The relentless pursuit of Cesc Fabregas is a similar reflection of United’s concern over midfield options for the coming season. If striking options are lightweight, the midfield is beginning to look like a little featherweight. Paul Scholes has gone and with the exception of Michael Carrick United’s engine room is lacking in either experience or consistency.

Despite Tom Cleverley’s sharp passing and energy, he remains unproven at the highest level and rarely got a sniff in United’s biggest games of the season. Shinji Kagawa faces his defining season as a Manchester United player. The fact that Anderson is still at Old Trafford, despite six seasons of mediocrity, suggests either that Moyes thinks he can get more out of the Brazilian than his predecessor or more likely that without Fabregas, United simply don’t have the numbers in central midfield to even weed out the chaff.

A bright spot among the dark clouds, though, is Wilfried Zaha. The 20-year-old has impressed Moyes during a sparkling preseason and will present a renewed threat down United’s flanks which have been lacking in focus after a discouraging season from Antonio Valencia and patchy one, to say the least, from Nani. Zaha, who is also capable of playing as a striker, will bring the drive and hunger once seen from Rooney.

At the back, there is more uncertainty. The 20-year-old Uruguayan Guillermo Varela remains David Moyes’s first and thusfar sole signing. Ahead of him is Rafael de Silva who has come off a much improved season but will still be waking up in cold sweats over his treatment at the hands of Cristiano Ronaldo last season at the Bernabeu.

United will not be able to guarantee the fitness of elder statesman Rio Ferdinand and Nemanja Vidic and though Jonny Evans has proved himself as a worthy deputy for the most part, it remains to be seen whether Moyes will happy to move forward with only Phil Jones and Chris Smalling as cover and whether anyone can emulate Vidic or Ferdinand’s exceptional positioning and fraternal understanding.

Make no mistake, United’s rivals will smell blood. Jose Mourinho may have re-branded himself as ‘the Happy One’ but his recent broadside at Cristiano Ronaldo shows he has lost none of the combative instincts that so endeared him to Chelsea fans and impressed, if exasperated at times, everyone else. And Manuel Pelligrini, whose man-management has already brought onside senior Manchester City players who fell out with Roberto Mancini, will be on the lookout for weaknesses.

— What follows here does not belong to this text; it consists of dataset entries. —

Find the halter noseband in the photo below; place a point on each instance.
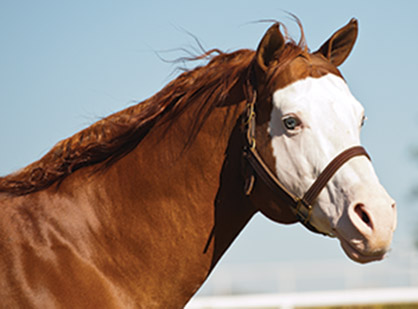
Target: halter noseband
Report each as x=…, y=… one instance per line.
x=301, y=206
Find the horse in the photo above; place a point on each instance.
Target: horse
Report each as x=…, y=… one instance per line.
x=136, y=210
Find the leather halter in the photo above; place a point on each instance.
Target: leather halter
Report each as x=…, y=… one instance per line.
x=301, y=206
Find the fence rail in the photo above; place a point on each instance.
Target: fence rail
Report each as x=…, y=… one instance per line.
x=311, y=299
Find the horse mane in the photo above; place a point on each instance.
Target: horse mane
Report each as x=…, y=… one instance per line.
x=111, y=138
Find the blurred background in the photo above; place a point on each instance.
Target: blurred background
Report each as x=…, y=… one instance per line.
x=64, y=65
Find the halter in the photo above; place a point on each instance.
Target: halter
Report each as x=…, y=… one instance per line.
x=301, y=206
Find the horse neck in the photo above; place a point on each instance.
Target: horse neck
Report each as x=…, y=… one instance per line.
x=181, y=206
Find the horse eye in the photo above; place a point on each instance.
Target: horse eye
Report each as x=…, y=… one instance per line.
x=291, y=122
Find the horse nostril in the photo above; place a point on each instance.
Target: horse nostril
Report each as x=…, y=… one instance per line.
x=359, y=209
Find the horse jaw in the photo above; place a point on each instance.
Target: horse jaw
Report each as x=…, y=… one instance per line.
x=354, y=206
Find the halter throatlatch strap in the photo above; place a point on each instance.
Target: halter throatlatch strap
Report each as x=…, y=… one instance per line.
x=302, y=207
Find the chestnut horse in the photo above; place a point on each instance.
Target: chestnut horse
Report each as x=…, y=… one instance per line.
x=137, y=209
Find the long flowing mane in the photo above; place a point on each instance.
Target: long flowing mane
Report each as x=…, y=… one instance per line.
x=111, y=138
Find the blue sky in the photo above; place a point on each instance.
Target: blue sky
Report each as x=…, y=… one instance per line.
x=64, y=65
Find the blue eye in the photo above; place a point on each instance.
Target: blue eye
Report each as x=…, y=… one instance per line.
x=291, y=122
x=363, y=120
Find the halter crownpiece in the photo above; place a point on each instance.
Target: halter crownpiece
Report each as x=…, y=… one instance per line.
x=301, y=206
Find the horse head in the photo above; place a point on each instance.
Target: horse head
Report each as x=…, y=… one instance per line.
x=305, y=117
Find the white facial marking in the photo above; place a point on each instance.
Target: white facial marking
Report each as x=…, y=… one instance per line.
x=312, y=121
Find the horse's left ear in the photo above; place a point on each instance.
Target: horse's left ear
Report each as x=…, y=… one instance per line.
x=271, y=44
x=340, y=44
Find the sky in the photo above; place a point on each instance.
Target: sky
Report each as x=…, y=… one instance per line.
x=64, y=65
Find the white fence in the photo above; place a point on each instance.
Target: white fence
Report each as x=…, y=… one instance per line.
x=309, y=299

United’s supporters have prided themselves their refusal to boo their own players (although a large group made an exception for Rooney during last season’s trophy presentation) but it will be fascinating to see the reaction to Moyes if things start badly. At the time of writing, United are no closer to the obtaining the player who they clearly believe give them the confidence in their own squad they thusfar seem to be lacking. Without Fabregas, it will be a difficult and nail-biting season for the champions.